[RFC] replace `sync.Map` with `lru.Cache`

crockeo commented 1 year ago

I was looking at an application which uses gostats earlier today and found that it was leaking memory because it was misusing the gostats API. At a high-level:

The application was calling NewTimerWithTags with each request.
It was providing a map which contained a unique identifier each time it was called.
Because statStore uses an unbounded cache, timers was growing with each request.
That caused a non-obvious memory leak on the service.

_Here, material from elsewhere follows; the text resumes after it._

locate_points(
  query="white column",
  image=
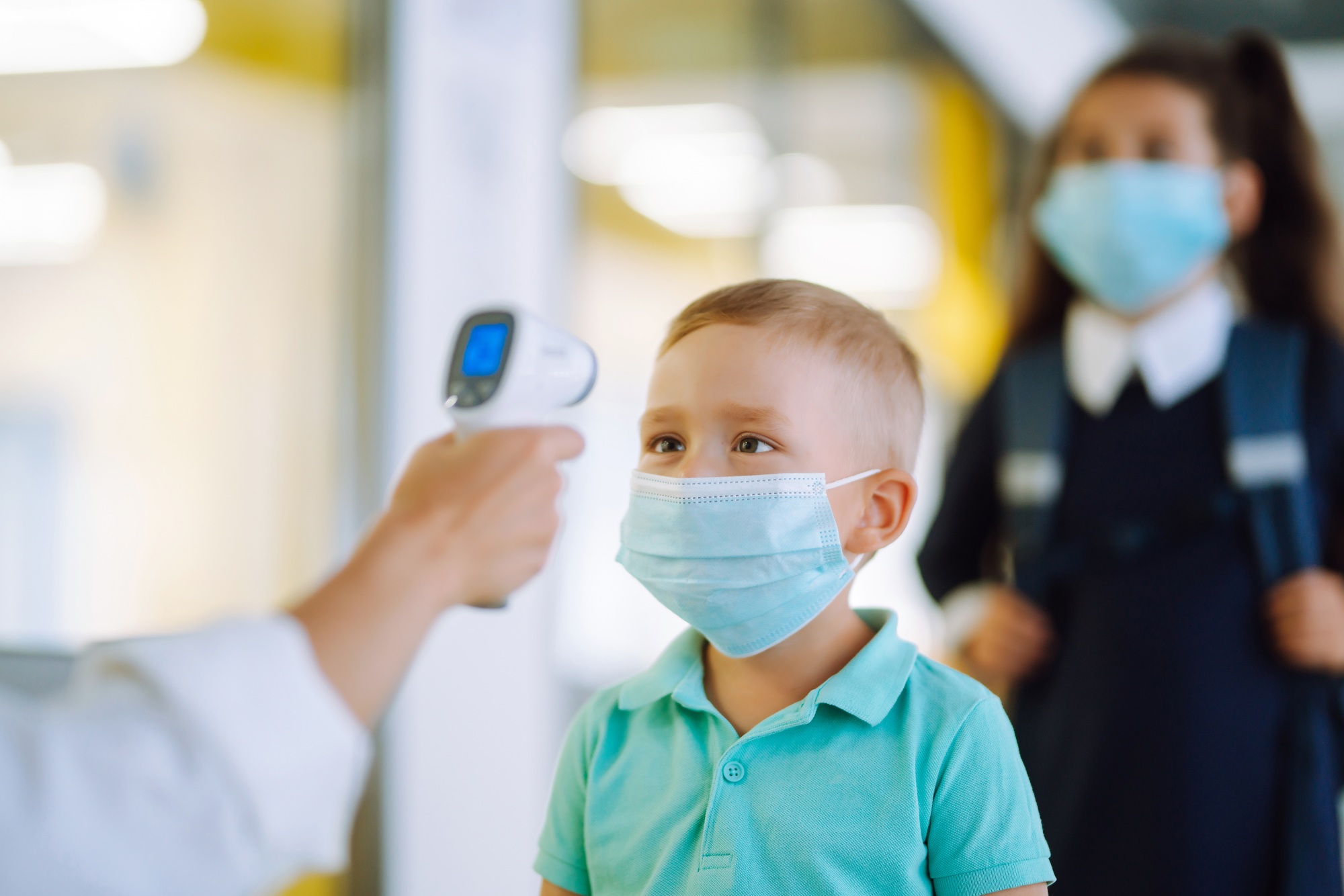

This PR attempts to fix these issues by replacing the existing, unbounded cache with a bounded LRU cache. We can only do so for counters and timers because they are resilient to cache eviction:

Counters report the diff between the last sent value and the current value. Because we flush at the time of eviction there is no different between value = x -> eviction -> add y and value = x -> add y. In both cases the next report will contain y.
Timers don't maintain local state, instead they immediately call Sink.FlushTimer when a value is added. They can be evicted from the cache because any two AddValue calls to the same timer are independent, and so they will behave the same across two instances of the same timer.

Notably we cannot replace gauge's sync.Map with lru.Cache, because a gauge is client-side stateful. Users can still encounter memory issues if they produce gauges with unique tags.

crockeo commented 1 year ago

I don't love that it involves getting a new dependency into the stat lib, I didn't like having envconfig there either. I was hoping we can get to zero.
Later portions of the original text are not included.